Abstract
Survey participants will be recruited with the use of Dynata, a sampling and data collection company, to conduct an online study. In this study, we plan to examine the effect of different gender labels in a canonical game that is particularly well-suited to study environments with a conflict of interest: the Battle of the Sexes. Two players move simultaneously without the possibility of communication. If both choose option A, player 1 receives 1000 points and player 2 receives 500, while if both choose option B, Player 2 receives 1000 points and player 1 receives 500. If one player chooses option A and the other chooses option B, they both obtain 0 points.
This game entails a conflict of interest because, although each player would ideally like to earn 1000 points, this outcome is not possible for both players. Someone has to give in if the players are to avoid the (0,0) outcome. That is, if they want to earn anything, one of them must accept earning less.
The main objectives are to examine the following:
1) whether participants hold different expectations about the option that will be chosen by the co-player depending on their gender and the co-player ‘s gender
2) whether they make different choices depending on their gender and the co-player’s gender and
3) whether these expectations and choices differ across countries and cultures.
At the beginning of the experiment, all subjects answer a few demographic questions. They are then shown the instruction of the experiment, which consists of a Battle of the Sexes game with no communication. Participants are presented with the options, labelled as Option A and Option B. In the next stage, participants are randomized into six groups.
In the control treatment, subjects receive no information about their co-player’s gender. In the treatment groups, all subjects are told the gender of the opponent, thus creating four subgroups depending on the pair’s gender combinations: MF, MM, FM and FF. Participants are explicitly informed that, after the experiment is over, their choice will be matched with that of a randomly drawn co-player of the specified gender, in order to determine the final payment.
Subjects are required to answer a series of control questions to make sure they understand the incentives of the game. They are given three attempts to correctly reply to the control questions, after which they are excluded from the experiment.

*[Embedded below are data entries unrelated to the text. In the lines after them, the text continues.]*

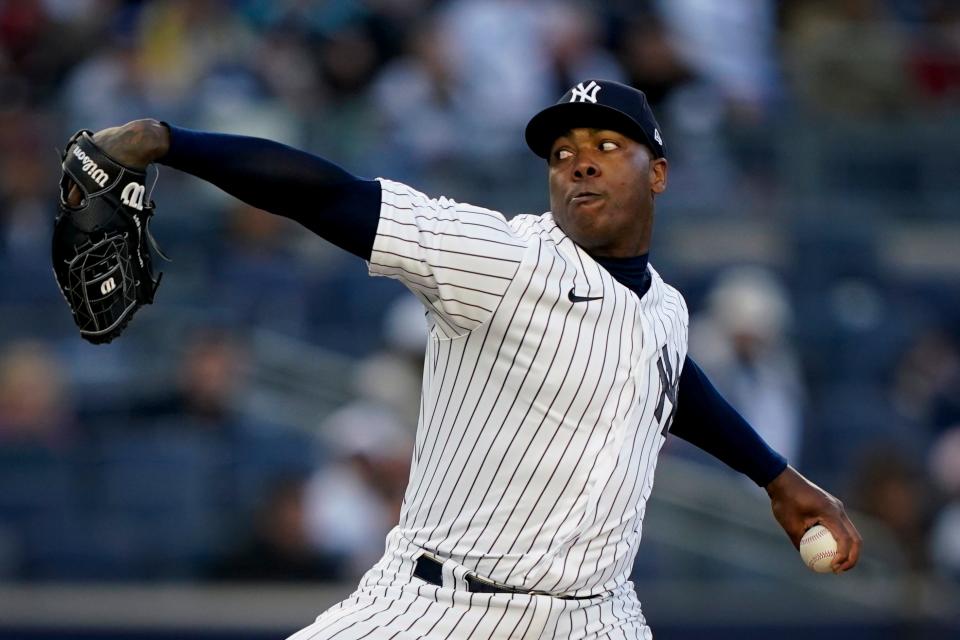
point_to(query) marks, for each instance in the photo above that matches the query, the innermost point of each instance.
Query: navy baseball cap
(600, 104)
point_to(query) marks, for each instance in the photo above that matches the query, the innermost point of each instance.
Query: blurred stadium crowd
(256, 422)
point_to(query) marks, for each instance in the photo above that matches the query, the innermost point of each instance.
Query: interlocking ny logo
(132, 196)
(668, 388)
(585, 93)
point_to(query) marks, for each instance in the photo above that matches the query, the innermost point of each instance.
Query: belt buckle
(490, 584)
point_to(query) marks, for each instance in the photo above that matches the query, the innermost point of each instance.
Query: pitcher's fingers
(853, 552)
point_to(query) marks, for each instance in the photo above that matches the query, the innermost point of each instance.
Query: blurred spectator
(356, 500)
(848, 57)
(935, 60)
(742, 342)
(416, 96)
(892, 487)
(35, 408)
(501, 63)
(651, 61)
(730, 44)
(279, 548)
(205, 390)
(945, 537)
(926, 385)
(353, 502)
(574, 40)
(27, 209)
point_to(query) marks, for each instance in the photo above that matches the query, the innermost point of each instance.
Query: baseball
(817, 548)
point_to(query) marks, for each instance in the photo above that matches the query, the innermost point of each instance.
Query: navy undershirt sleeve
(320, 195)
(705, 419)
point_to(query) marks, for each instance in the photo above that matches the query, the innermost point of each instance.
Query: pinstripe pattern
(540, 425)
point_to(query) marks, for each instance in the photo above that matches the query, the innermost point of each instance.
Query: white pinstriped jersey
(547, 391)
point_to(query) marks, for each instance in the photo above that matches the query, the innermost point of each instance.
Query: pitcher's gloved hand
(101, 238)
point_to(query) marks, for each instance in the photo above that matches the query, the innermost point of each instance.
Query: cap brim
(555, 121)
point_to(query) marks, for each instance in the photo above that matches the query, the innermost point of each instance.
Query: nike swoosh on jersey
(575, 298)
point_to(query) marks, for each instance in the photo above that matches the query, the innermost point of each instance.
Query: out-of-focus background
(230, 466)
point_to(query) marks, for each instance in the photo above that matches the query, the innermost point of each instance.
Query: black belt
(430, 570)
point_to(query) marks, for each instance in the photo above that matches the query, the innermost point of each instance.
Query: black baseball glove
(101, 246)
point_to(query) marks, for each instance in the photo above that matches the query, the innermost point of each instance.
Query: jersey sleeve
(457, 258)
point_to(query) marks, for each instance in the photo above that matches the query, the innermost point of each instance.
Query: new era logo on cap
(600, 104)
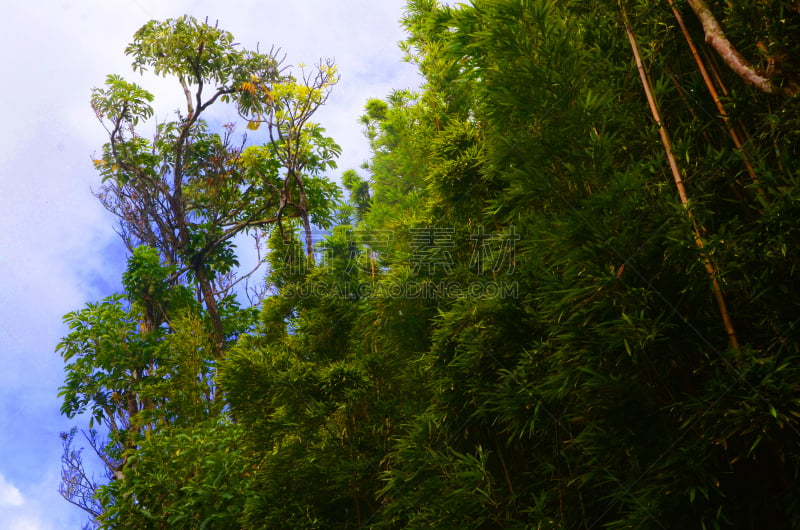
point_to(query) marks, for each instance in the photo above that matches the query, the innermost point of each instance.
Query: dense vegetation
(563, 292)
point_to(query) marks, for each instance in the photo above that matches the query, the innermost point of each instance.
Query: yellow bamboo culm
(673, 164)
(737, 141)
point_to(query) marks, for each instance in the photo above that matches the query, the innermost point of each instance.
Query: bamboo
(737, 141)
(673, 164)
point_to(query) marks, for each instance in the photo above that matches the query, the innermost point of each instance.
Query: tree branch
(715, 37)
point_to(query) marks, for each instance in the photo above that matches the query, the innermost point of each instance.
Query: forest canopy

Before making their choice, subjects are asked to guess what the other player is going to choose. This guess is incentivised with a monetary payment. After that, subjects are asked to make their choice between Option A and Option B.
We will test our hypotheses by investigating how choices and expectations differ across genders and whether they depend on the gender of the co-player (in the treatments where this is known). We expect that, in cultures where there is a stronger gender norm of female submission, this will lead to a greater incidence of submissive choices by females and dominant choices by males.